Knowledge distillation of multi-scale dense prediction transformer for self-supervised depth estimation

Abstract

Depth estimation is an inverse projection problem that estimates pixel-level distances from a single image. Although, supervised methods have shown promising results, it has intrinsic limitations in requiring ground truth depth from an external sensor. On the other hand, self-supervised depth estimation relieves the burden for collecting calibrated training data, while there is still a large performance gap between supervised and self-supervised methods. The objective of this study is to reduce the performance gap between the supervised and self-supervised approaches. The loss function of previous self-supervised methods is mainly based on a photometric error, which is indirectly computed from synthesized images using depth and pose estimates. In this paper, we argue that direct depth cue is more effective to train a depth estimation network. To obtain the direct depth cue, we employed a knowledge distillation technique, which is a teacher-student learning framework. The teacher network was trained in a self-supervised manner based on a photometric error, and its predictions were utilized to train a student network.
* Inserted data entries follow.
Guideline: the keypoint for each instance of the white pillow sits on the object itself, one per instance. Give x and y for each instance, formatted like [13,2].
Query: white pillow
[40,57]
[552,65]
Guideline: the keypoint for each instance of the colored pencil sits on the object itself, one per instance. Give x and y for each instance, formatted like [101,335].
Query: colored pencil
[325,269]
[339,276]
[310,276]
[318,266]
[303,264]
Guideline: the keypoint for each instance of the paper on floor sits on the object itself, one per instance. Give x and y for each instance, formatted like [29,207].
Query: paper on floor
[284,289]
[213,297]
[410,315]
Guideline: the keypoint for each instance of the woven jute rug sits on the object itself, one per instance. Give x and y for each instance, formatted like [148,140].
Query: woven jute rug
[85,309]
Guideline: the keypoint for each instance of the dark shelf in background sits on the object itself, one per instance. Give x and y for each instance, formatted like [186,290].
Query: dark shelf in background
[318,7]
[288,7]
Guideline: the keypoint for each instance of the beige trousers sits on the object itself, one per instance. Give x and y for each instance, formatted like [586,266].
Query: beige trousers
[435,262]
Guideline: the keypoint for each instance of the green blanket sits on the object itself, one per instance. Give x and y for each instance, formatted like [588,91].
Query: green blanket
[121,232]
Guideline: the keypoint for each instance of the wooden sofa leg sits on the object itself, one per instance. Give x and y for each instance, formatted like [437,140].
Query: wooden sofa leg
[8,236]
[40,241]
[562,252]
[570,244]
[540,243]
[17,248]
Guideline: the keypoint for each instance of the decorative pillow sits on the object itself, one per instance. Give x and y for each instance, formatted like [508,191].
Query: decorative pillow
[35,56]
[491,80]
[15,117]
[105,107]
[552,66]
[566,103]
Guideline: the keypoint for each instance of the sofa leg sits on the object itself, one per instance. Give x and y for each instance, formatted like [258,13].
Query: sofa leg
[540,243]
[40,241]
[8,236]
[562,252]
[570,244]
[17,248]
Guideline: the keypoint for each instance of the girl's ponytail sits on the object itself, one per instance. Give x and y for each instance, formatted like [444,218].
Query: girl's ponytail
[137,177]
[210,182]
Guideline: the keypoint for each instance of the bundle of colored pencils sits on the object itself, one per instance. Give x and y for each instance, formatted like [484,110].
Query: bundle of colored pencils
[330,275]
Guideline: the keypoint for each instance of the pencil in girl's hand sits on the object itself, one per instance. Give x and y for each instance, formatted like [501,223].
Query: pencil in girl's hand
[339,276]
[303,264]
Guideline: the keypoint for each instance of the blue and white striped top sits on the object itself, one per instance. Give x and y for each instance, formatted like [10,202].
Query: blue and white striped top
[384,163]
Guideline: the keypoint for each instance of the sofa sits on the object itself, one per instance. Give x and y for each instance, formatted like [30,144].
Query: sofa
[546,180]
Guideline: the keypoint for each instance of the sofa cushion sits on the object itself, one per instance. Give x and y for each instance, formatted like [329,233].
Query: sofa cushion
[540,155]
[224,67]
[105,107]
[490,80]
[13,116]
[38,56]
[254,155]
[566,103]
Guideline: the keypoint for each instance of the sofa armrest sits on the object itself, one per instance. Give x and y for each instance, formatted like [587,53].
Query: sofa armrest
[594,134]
We constructed a multi-scale dense prediction transformer with Monte Carlo dropout, and multi-scale distillation loss was proposed to train the student network based on the ensemble of stochastic estimates. Experiments were conducted on the KITTI and Make3D datasets, and our proposed method achieved the state-of-the-art accuracy in self-supervised depth estimation. Our code is publicly available at https://github.com/ji-min-song/KD-of-MS-DPT.